Comments from Glause and other Republican-leaning stakeholders at the hearing were an indication that mortgage-level prescription drug prices are garnering widespread opposition.
Tom Harte, head of an employee benefits company in New Hampshire who spoke on behalf of health insurance brokers, said that between 26 percent and 28 percent of health insurance premiums go toward prescription costs, which can cost as much as $100,000 a month for some enrollees.
In addition to prescription costs, Harte said, his clients are facing “double-digit rate increases” for health insurance premiums. Moreover, deductibles have increased by 47 percent from 2009 to 2014, and many people have unaffordable annual deductibles of $5,000 to $6,000, he said.
Several of the people testifying at the hearing called for giving businesses more flexibility in offering health care coverage to employees.

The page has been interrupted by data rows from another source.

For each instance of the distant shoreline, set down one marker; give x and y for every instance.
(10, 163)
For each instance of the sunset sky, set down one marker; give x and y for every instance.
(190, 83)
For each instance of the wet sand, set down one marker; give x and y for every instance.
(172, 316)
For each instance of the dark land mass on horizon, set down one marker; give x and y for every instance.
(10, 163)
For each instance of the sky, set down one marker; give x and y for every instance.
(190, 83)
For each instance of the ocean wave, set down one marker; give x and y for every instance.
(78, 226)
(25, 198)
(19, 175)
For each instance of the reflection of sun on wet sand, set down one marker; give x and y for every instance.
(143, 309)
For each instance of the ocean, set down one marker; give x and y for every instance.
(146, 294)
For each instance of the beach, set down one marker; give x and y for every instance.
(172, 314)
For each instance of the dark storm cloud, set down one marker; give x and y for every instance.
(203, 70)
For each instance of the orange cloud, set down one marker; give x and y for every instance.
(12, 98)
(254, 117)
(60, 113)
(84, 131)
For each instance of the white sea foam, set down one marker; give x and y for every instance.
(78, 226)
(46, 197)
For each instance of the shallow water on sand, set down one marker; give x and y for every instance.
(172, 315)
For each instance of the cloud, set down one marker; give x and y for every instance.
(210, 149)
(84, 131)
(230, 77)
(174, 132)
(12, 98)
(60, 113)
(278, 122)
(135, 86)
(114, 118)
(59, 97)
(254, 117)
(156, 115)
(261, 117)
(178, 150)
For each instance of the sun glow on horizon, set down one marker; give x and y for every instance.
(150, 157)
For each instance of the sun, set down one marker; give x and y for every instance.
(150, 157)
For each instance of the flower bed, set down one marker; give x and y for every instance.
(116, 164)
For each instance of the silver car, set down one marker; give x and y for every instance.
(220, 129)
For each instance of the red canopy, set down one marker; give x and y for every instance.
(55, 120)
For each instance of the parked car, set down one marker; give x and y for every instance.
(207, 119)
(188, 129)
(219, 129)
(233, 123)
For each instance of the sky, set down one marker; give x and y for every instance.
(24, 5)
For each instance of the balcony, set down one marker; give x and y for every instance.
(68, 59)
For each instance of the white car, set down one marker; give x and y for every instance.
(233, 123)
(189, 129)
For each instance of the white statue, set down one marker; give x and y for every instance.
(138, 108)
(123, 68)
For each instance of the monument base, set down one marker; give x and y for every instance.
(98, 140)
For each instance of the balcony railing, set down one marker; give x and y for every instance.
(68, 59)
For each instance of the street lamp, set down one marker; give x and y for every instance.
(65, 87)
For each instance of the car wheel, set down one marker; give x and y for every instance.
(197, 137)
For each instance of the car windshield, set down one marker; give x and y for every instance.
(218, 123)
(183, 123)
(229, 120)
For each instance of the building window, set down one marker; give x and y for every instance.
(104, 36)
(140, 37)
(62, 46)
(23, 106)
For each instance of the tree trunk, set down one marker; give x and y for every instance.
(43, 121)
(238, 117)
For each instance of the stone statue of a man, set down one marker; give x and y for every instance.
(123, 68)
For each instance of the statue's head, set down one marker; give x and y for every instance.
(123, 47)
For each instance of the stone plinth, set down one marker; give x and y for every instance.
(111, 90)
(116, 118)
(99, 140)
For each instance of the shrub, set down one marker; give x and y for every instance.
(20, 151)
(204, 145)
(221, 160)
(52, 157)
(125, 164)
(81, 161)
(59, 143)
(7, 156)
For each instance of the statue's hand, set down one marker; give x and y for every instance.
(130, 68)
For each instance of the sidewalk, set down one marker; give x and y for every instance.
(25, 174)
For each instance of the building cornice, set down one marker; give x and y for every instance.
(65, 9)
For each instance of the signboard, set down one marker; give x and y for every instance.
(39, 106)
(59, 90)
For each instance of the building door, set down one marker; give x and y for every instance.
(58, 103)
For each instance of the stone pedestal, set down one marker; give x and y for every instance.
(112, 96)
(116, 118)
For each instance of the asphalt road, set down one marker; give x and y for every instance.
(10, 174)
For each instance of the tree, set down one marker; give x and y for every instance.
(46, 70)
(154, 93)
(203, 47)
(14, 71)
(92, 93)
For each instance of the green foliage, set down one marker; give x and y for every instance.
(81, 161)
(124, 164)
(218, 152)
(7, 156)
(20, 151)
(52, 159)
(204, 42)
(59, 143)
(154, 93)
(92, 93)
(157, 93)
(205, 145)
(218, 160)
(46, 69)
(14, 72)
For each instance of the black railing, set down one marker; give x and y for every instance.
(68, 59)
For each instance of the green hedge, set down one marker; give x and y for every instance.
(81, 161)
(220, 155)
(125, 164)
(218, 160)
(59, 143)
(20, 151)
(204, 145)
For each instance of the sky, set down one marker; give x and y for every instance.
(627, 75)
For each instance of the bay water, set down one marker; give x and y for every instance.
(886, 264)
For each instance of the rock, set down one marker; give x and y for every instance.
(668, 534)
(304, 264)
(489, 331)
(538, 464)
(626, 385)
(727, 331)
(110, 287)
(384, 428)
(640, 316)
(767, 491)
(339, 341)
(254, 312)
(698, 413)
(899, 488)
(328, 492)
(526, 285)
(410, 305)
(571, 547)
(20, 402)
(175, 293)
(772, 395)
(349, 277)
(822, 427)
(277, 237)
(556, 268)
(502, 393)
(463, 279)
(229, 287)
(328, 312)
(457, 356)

Warren Hudak, president of an accounting firm in central Pennsylvania who testified on behalf of the National Federal of Independent Business, called for Senate passage of the Small Business Health Care Relief Act (H.R. 5447), which the House passed June 21. The bill would allow businesses to offer health reimbursement arrangements to employees without being penalized.
The Internal Revenue Service issued guidance in 2013 prohibiting the use of such employer payment plans to pay employees' health insurance premiums. Subsequent guidance similarly prohibited stand-alone health reimbursement arrangements.